Capítulo 9 – Gourmandises
Como era de se esperar, Harry estava um tanto quanto agitado quando bateu à porta de Severus naquela noite. Ele passara o dia inteiro numa espécie de nevoeiro embaçado, mal podendo acreditar que seus sonhos iam se realizar, após anos apenas observando à distância. Passara horas diante do espelho, tentando decidir o que usar. Aquele era seu primeiro encontro com Severus, ele queria ficar bonito. Decidiu-se por vestes bruxas de meia estação, pretas com detalhes em verde.
E levou uma flor.
Severus ergueu uma sobrancelha ao ver a flor, assim que abriu a porta.

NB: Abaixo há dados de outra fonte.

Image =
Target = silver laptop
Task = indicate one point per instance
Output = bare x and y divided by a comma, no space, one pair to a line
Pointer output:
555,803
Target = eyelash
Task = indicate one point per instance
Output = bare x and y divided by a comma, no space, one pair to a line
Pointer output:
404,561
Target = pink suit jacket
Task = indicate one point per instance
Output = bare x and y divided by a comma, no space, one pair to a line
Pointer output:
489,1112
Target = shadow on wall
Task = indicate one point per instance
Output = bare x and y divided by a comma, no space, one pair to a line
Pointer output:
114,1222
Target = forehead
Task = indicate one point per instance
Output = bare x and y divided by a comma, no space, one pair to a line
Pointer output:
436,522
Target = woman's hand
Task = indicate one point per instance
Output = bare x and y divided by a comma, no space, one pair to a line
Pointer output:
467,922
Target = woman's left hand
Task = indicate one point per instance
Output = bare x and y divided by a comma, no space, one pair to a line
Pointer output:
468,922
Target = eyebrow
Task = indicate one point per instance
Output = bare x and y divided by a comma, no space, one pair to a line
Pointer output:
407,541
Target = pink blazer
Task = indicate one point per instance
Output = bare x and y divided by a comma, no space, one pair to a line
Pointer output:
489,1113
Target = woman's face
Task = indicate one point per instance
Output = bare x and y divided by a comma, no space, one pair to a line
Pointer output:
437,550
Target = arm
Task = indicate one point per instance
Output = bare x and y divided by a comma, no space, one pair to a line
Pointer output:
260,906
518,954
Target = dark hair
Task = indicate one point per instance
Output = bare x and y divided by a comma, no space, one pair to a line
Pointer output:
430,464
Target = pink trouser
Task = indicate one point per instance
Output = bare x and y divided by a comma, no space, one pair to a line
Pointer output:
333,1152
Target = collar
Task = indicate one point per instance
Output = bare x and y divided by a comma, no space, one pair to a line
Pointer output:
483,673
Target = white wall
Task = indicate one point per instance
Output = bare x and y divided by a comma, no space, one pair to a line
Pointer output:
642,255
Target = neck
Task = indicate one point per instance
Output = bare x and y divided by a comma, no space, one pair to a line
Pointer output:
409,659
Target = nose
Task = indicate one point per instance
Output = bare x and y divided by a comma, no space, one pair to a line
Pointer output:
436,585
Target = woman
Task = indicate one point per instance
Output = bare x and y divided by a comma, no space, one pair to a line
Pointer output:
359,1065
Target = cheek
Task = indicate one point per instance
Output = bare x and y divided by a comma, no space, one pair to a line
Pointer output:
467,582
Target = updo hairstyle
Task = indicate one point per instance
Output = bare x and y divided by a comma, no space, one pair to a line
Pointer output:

– Narcissus jonquilla. Uma espécie peculiar de narciso. Você sabe o que essa flor quer dizer, não, Potter?
Harry corou para responder:
– Quer dizer "desejo" ou "retorne o meu afeto".
– Muito bem. Vejo que andou pesquisando. – Severus deu um sorrisinho antes de aceitar o arranjo com o junquilho e abrir a porta. – Oh, desculpe minha falta de modos. Seja bem-vindo.
Harry atravessou a porta se sentindo novamente com 16 anos, nervoso por estar em um encontro com a pessoa da qual gostava. Então ele notou que o apartamento de Severus estava diferente.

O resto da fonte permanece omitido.